La réalité est que le projet des énergies renouvelables est le plus souvent conçu et réalisé en dehors de nos pays. Cet état de fait déplorable, à tout point de vue, selon le président du CNPM, et qui fait qu’aucune structure n’intervient sur la chaine de production et d’utilisation du solaire en Afrique ; ni les banques, encore moins les entreprises, est un véritable frein au développement du solaire dans nos pays. Si par bonheur, déclare Mamadou Sinsy Coulibaly, l’Inde est en avance sur ce secteur énergétique, c’est bien parce que l’État a eu à développer une vision pour accompagner le secteur privé, accroitre le financement dans la production des sous-produits.
Ainsi, la démarche du président du CNPM est bien claire et c’est pour cela qu’il ne cesse d’appeler l’Afrique et ses décideurs à plus d’attention et d’anticipation dans l’utilisation du solaire, pour ne pas tomber dans les travers économiques des 60-70, où l’on vendait, en Afrique, des centrales thermiques, clefs en main. Avec le pétrolier, alerte-t-il, on s’est rendu compte que ce n’était pas la bonne opportunité économique pour l’Afrique qui a toujours du mal encore à exploiter son énorme potentiel énergétique.
« Je ne suis pas du genre pessimiste ; à jeter par terre une technologie naissante et innovante, comme les énergies renouvelables, mais j’estime bien qu’il y a des préalables à mettre en place afin qu’elles puissent permettre au continent de relever son défi énergétique », a préconisé Mamadou Sinsy Coulibaly, patron des patrons, qui ne cesse de s’interroger sur le sort réservé au CRES de Bamako. Ce joyau technologique jadis réalisé pour la massification de l’ingénierie, la mutualisation des fonds et la densification des sommités sur le solaire, n’est aujourd’hui que l’ombre de lui-même ; abandonné par tous les États et réduit à être un centre d’hébergement. Comme quoi la problématique des énergies renouvelables, avec le solaire en toile de fond, est encore de nos jours au cœur d’un enjeu économique et financier plus complexe qu’il n’y paraît.

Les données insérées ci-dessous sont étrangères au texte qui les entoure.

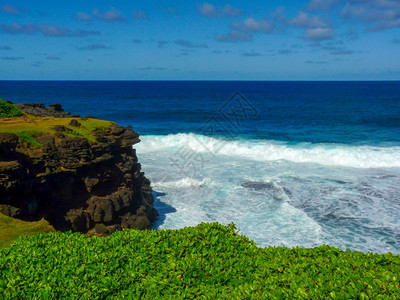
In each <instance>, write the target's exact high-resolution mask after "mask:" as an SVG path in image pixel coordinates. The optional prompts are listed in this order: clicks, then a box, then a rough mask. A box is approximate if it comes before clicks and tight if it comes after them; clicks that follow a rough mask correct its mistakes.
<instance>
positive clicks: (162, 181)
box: [154, 177, 212, 188]
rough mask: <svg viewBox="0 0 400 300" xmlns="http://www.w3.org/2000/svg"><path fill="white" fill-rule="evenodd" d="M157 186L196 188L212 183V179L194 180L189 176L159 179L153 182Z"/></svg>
mask: <svg viewBox="0 0 400 300" xmlns="http://www.w3.org/2000/svg"><path fill="white" fill-rule="evenodd" d="M154 184H156V185H157V186H159V187H168V188H196V187H197V188H198V187H203V186H207V185H211V184H212V180H211V179H210V178H205V179H203V180H196V179H193V178H190V177H185V178H182V179H179V180H177V181H159V182H154Z"/></svg>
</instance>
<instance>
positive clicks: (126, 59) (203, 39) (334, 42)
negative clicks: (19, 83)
mask: <svg viewBox="0 0 400 300" xmlns="http://www.w3.org/2000/svg"><path fill="white" fill-rule="evenodd" d="M0 79H1V80H399V79H400V1H399V0H304V1H303V0H292V1H286V0H281V1H228V2H222V1H218V2H217V1H214V2H211V1H207V2H202V1H179V2H178V1H152V0H147V1H125V0H119V1H99V0H98V1H89V0H86V1H69V2H68V3H67V2H64V1H0Z"/></svg>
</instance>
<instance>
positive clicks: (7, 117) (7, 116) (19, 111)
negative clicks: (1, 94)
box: [0, 98, 23, 118]
mask: <svg viewBox="0 0 400 300" xmlns="http://www.w3.org/2000/svg"><path fill="white" fill-rule="evenodd" d="M22 115H23V113H22V111H21V110H20V109H19V108H17V107H15V106H14V105H12V104H10V103H8V102H6V101H4V100H3V99H1V98H0V118H11V117H19V116H22Z"/></svg>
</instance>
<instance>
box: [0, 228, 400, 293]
mask: <svg viewBox="0 0 400 300" xmlns="http://www.w3.org/2000/svg"><path fill="white" fill-rule="evenodd" d="M0 266H1V267H0V278H1V279H0V291H1V290H2V291H3V297H4V299H20V298H21V299H28V298H32V299H67V298H68V299H69V298H76V299H77V298H82V299H106V298H107V299H108V298H110V299H111V298H112V299H124V298H129V299H400V286H399V276H400V255H392V254H390V253H388V254H384V255H380V254H372V253H361V252H350V251H341V250H339V249H337V248H334V247H329V246H326V245H324V246H320V247H316V248H312V249H304V248H293V249H289V248H285V247H268V248H259V247H257V246H256V245H255V244H254V243H253V242H251V241H250V240H249V239H248V238H246V237H244V236H241V235H239V234H237V231H236V230H235V227H234V226H233V225H229V226H223V225H220V224H216V223H213V224H205V223H203V224H200V225H198V226H196V227H186V228H183V229H180V230H145V231H137V230H124V231H119V232H116V233H114V234H112V235H111V236H109V237H105V238H99V237H85V236H83V235H82V234H80V233H71V232H66V233H46V234H41V235H35V236H32V237H23V238H20V239H18V240H17V241H16V242H15V243H14V244H13V245H11V246H10V247H7V248H4V249H2V250H0Z"/></svg>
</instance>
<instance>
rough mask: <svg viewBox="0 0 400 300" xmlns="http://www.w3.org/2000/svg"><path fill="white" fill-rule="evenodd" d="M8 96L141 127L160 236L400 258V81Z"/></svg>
mask: <svg viewBox="0 0 400 300" xmlns="http://www.w3.org/2000/svg"><path fill="white" fill-rule="evenodd" d="M0 97H2V98H3V99H8V100H12V101H14V102H42V103H46V104H50V103H55V102H59V103H62V104H63V106H64V108H65V109H66V110H67V111H71V112H73V113H80V114H81V115H93V116H95V117H98V118H103V119H110V120H114V121H116V122H118V123H120V124H122V125H132V126H133V127H134V129H135V130H136V131H138V132H139V133H140V134H141V139H142V142H141V143H140V144H138V145H137V147H136V148H137V153H138V156H139V160H140V162H141V163H142V169H143V171H144V172H145V173H146V176H147V177H149V178H150V179H151V181H152V185H153V189H154V191H155V196H156V198H157V201H156V205H157V208H158V210H159V212H160V218H159V220H158V222H157V224H155V226H154V227H156V228H181V227H184V226H188V225H196V224H198V223H199V222H203V221H207V222H212V221H219V222H222V223H230V222H232V221H233V222H235V223H236V224H237V226H238V227H239V228H241V233H243V234H245V235H247V236H249V237H250V238H252V239H254V240H255V241H256V242H257V244H259V245H260V246H268V245H285V246H290V247H292V246H303V247H311V246H317V245H320V244H324V243H327V244H330V245H333V246H337V247H340V248H342V249H346V248H349V249H352V250H359V251H373V252H380V253H383V252H388V251H391V252H393V253H397V254H398V253H400V222H399V220H400V151H399V150H400V83H399V82H5V81H3V82H0Z"/></svg>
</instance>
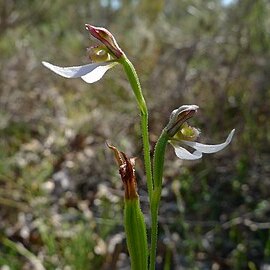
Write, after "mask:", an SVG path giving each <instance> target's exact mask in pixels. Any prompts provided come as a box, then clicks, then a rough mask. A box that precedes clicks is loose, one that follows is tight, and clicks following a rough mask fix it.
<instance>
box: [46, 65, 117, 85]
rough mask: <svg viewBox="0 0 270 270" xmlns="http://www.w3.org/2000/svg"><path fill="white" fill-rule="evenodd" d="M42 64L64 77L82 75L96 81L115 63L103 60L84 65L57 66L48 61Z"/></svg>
mask: <svg viewBox="0 0 270 270" xmlns="http://www.w3.org/2000/svg"><path fill="white" fill-rule="evenodd" d="M42 64H43V65H44V66H45V67H46V68H48V69H50V70H51V71H53V72H55V73H56V74H58V75H60V76H63V77H65V78H79V77H82V79H83V80H85V81H86V82H89V83H92V82H96V81H98V80H99V79H101V78H102V77H103V75H104V74H105V72H106V71H107V70H108V69H110V68H112V67H113V66H114V65H115V64H116V63H112V62H104V63H92V64H88V65H84V66H74V67H59V66H55V65H52V64H50V63H48V62H42Z"/></svg>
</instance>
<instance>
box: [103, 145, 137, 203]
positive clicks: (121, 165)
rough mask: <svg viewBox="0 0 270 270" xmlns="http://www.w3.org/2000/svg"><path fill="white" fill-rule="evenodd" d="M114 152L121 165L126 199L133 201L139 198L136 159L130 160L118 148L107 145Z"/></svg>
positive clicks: (114, 154)
mask: <svg viewBox="0 0 270 270" xmlns="http://www.w3.org/2000/svg"><path fill="white" fill-rule="evenodd" d="M107 146H108V147H109V148H110V149H111V150H113V152H114V156H115V159H116V161H117V164H118V165H119V174H120V176H121V179H122V181H123V184H124V189H125V199H128V200H131V199H135V198H138V193H137V181H136V176H135V159H136V158H128V157H127V156H126V154H125V153H123V152H120V151H119V150H118V149H117V148H116V147H114V146H112V145H109V144H107Z"/></svg>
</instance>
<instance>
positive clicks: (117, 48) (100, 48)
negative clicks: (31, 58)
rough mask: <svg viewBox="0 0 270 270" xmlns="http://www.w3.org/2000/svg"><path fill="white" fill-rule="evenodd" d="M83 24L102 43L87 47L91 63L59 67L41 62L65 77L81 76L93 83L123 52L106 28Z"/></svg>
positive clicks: (97, 79) (106, 70)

Pour que les énergies renouvelables puissent aider l’Afrique à faire face à son problème énergétique, il est stratégique, selon l’appréciation du président du CNPM, qu’elles soient bâties autour de vrais projets de société rentables et qu’elles puissent refléter des modèles économiques plus viables. Ce qui est évident, l’avenir se trouve dans les énergies renouvelables avec des initiatives privées ou individuelles à l’échelon national, en produisant de l’énergie positive ; c’est-à-dire produire plus qu’on en consomme. Un exemple à conseiller : toute nouvelle construction (villa, bâtiment), individuelle ou privée, doit être à énergie positive. Et ceci, sur un plan national. Et c’est là, selon M. Coulibaly, le vrai défi auquel est confronté, pour les années à venir, le solaire en Afrique. Alors, le tout solaire en Afrique, oui, mais attention à un faux départ.